Lambang Kotapradja Djakarta Raja: Dari Kasteel, Monas, Hingga Razia Celana Jengki
Lambang ini dibuat sebelum ada Monas dan obsesi Jajarta dikepung benteng masih bergelayut di pemikiran sementara orang di Jakarta dan sekitarnya.
Kasteel (benteng) itu rencana orang-orang Belanda akhir abad XVI sebelum mereka ke Batavia. Hingga pun 1602 mereka ke Batavia sampai Proklamasi kemerdekaan 17/8/45 dalam benteng dalam makna kasteel belum pernah dibikin Bekanda.
Kesibukan itu kemudian pindah ke kalangan sementara arkaeolog Indonesia. Mereka incar dua sasaran:
1. Toponim benteng
2. Tembokan atau pun tumpukan batu bata.
Benteng itu artinya pojok, bojong, quartier, atau tempat hunian tersudut. Di Campea saja ada benteng masa' iya ini yang identik dengan defence be system.
Batu bata berserak, apalagi tersusun, kecuali yang di pangkalan material, sudah mereka nyatakan bukti yang cukup untuk menjatuhkan kesimpulan bahwa itu benteng/kasteel tanpa lihat posisi dan lingkungan.
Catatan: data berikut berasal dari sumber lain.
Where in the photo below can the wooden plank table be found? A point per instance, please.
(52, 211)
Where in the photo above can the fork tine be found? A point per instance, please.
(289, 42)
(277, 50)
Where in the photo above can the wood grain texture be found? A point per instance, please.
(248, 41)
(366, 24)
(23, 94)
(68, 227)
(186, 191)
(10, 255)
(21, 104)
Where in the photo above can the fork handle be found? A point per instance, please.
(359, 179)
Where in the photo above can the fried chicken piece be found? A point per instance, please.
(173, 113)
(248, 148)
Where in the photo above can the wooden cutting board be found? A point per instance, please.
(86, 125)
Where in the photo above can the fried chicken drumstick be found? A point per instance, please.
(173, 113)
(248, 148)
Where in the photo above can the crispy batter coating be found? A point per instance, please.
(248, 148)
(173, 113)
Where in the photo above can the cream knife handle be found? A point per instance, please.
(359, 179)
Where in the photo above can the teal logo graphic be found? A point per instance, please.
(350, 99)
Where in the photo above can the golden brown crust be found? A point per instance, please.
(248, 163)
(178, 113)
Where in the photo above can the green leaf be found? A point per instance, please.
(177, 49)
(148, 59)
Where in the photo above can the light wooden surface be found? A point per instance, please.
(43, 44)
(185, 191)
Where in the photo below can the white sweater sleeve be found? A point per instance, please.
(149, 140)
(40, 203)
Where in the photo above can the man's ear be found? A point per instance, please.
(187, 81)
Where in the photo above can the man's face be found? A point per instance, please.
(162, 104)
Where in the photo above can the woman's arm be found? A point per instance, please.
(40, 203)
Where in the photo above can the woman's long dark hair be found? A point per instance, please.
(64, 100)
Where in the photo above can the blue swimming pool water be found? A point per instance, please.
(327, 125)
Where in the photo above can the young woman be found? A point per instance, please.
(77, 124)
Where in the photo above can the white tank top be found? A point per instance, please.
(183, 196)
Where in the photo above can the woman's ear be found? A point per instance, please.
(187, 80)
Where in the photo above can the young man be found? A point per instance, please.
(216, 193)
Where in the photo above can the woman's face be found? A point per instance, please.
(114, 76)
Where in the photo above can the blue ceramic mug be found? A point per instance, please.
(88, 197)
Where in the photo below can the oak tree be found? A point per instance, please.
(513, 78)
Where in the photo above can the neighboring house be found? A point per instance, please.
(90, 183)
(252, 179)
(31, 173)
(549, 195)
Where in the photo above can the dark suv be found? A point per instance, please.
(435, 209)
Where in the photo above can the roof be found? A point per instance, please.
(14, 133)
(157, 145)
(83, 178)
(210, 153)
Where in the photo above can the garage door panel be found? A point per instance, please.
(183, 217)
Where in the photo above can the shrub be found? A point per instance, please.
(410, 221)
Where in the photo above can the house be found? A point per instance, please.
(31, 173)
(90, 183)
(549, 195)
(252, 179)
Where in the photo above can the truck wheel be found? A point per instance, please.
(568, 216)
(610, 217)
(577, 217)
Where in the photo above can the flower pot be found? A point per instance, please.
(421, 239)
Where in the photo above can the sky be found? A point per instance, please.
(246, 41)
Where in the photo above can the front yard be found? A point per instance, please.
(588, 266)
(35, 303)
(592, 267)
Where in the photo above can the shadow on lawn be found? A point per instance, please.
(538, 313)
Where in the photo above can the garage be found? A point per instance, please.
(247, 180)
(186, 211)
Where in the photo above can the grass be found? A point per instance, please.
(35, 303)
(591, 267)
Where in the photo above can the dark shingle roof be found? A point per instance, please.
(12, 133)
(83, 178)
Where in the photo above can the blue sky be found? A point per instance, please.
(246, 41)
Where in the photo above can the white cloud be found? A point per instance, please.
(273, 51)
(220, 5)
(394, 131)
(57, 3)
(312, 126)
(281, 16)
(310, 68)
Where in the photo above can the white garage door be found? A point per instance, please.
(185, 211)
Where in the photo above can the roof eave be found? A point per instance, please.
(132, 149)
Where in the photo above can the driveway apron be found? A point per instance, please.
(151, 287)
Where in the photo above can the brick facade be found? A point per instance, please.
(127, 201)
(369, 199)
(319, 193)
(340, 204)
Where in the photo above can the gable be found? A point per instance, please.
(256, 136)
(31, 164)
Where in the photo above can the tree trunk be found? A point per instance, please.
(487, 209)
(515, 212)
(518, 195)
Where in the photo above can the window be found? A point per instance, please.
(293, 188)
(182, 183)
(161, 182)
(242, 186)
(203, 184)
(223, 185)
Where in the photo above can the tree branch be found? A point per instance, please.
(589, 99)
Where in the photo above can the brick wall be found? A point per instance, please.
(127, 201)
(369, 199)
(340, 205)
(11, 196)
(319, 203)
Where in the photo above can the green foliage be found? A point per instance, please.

Dinding-dinding bata di Jl Tongkol itu tongkol yang bernakna (tembok) ratapan.
Saya pun perlu memberi catatan bahwa Gang Tembok, baik yang di Kali Pasir atau Kota, tak ada kaitan dengan kasteel. Itu tembok rumah penduduk jaman Indonesia medeka.
Begitu juga toponim Gedong Rubu di Kemayoran Sunter tak kait mengait dengan kasteel. Dalam bahasa Betawi gedong itu rumah batu, atau goa. Dia rubu karena tanah penyangga goa tergerus air sodetan kali Sunter.
Lambang Kotapradja dengan unsur kasteel melekat di KTP. Ukurannya besar, sulit dikantongi, baik kantong baju atau celana belakang. Diselipin di pici juga tetap nongol. Yang aman taro di rumah. Untung itu jaman tak ada razia KTP, yang sering razia jengki (jeans).
Penulis; Ridwan Saidi, Budayawan Betawi dan Sejarawan.